Após séculos relegadas a segundo plano, temos dificuldade para encontrar um espaço para as virtudes em nossa sensibilidade contemporânea. Devemos criar nossos filhos para serem virtuosos, ou seja, segundo essa ótica, para terem uma disposição para agir bem e uma sabedoria prática para nortear suas ações. Mas que virtudes devemos ensinar? Honestidade? Lealdade? Temperança? Fraternidade? Coragem? São muitas as virtudes clássicas, mas sabemos como elas entram e saem de moda, tornam-se mais ou menos relevantes, e é difícil assumi-las como verdades atemporais. Por exemplo, há cinquenta anos atrás um funcionário leal com décadas de empresa era valorizado, enquanto hoje um jovem que passe dois anos em uma mesma empresa começa a parecer um acomodado. Lealdade e experiência eram virtudes muito importantes, mas hoje, agilidade e ambição são mais. No Texas, a coragem para defender sua família de um assaltante com uma arma é uma virtude. No Brasil, é uma idiotice. Aquilo que aprendemos como virtude e sabedoria prática muda demais, com o tempo e a sociedade em questão, e foi esse exatamente o apelo que levou o utilitarismo a se tornar tão influente, por propor uma forma objetiva de distinguir certo e errado.

 
 Ainda não há uma resposta exata para essas questões.
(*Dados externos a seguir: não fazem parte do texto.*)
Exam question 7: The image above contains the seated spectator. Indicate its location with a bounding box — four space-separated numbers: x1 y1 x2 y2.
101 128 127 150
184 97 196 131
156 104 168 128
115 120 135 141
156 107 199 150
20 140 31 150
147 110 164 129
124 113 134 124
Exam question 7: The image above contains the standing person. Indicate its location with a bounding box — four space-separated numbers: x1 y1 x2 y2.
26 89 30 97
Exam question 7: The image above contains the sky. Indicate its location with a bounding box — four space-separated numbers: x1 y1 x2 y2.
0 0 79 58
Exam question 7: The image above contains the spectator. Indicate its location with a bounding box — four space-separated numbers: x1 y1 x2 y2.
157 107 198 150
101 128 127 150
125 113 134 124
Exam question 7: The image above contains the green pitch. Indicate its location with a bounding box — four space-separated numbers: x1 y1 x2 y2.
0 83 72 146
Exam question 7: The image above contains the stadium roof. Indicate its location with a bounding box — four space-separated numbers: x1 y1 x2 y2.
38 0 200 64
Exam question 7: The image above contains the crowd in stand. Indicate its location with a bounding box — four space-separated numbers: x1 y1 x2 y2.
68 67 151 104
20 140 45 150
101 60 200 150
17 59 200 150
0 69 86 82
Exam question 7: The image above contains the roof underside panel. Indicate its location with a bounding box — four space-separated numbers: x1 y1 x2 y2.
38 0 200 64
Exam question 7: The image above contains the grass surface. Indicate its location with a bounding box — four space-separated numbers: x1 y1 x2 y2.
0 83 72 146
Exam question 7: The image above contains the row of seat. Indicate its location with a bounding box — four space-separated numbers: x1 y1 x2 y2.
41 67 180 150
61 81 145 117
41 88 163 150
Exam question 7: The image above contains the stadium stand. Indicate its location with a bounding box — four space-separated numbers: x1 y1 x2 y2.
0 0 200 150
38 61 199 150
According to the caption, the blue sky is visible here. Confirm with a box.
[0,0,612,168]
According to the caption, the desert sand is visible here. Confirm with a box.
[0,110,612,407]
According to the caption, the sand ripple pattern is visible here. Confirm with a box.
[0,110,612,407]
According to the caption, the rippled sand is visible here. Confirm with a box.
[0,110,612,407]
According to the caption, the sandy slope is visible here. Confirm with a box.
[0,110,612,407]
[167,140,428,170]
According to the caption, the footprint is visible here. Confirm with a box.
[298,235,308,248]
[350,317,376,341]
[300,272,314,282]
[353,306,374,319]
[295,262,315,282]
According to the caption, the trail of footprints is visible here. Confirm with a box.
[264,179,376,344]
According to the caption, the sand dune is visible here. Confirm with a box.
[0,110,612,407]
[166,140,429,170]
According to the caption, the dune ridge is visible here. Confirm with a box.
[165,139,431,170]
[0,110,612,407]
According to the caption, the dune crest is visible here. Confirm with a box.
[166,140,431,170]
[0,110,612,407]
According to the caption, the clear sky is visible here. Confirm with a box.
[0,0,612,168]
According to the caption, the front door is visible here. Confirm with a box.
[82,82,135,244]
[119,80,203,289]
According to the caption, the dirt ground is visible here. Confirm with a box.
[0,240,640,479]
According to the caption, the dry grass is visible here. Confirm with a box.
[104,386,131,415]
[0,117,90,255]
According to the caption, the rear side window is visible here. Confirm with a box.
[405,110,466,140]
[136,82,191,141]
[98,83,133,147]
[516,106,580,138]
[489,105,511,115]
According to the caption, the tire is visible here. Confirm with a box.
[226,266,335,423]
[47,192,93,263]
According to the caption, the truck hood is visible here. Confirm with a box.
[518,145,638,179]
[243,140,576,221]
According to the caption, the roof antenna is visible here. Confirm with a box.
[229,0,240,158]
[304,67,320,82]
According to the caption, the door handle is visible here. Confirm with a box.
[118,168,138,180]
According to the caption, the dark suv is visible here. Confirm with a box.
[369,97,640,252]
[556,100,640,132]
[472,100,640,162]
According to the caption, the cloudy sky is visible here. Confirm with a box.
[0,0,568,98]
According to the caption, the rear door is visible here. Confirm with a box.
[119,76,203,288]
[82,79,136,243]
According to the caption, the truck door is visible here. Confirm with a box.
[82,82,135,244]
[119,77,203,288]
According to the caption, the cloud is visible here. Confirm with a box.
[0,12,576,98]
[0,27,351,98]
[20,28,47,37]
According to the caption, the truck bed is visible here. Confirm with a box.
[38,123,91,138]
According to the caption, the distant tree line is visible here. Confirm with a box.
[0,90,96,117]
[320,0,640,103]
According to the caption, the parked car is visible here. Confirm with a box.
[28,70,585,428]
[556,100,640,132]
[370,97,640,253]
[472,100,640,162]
Não temos como saber quais virtudes devemos ensinar, quais valores especificamente devemos sempre defender. Mas também não podemos nos deixar cair em um relativismo total em que o bom é aquilo que a cada um lhe parece. A palavra grega para virtude é "areté", que quer dizer, mais precisamente, excelência. A questão que se põe, para a educação e para a ética da virtude, é: o que constitui a excelência do ser humano? O que significa viver de acordo com a virtude, ou seja, viver de forma a expressar ao máximo a essência do homem e da humanidade? Pode ser que não conheçamos uma resposta absoluta para essa questão, pode ser que ela não exista. Mas podemos sentir, em nós, e em nossa disposição para a vida prática, algo que reconhecemos como bom. E não há nada mais importante que possamos fazer por nossos filhos que ensinar isso a eles. Torná-los tão capazes quanto nós, mesmo que sejamos ainda tão incapazes, de perseguir a virtude.

 
Por isso eu disse no primeiro texto: para educar bem, eduque-se. Torne-se uma pessoa melhor, mais sábia e mais virtuosa. Preocupe-se em desenvolver essa virtude, essa disposição de ânimo, de inspirar-se pela educação. Você vai perceber que educar é um processo contínuo e bilateral, pois você tem tanto a aprender quanto seu filho, e ambos estão, essencialmente, aprendendo a mesma coisa. Nada se compara à alegria de descobrir-se cada vez menos um professor, e cada vez mais um companheiro de seu filho nessa aventura de se tornar um ser humano melhor.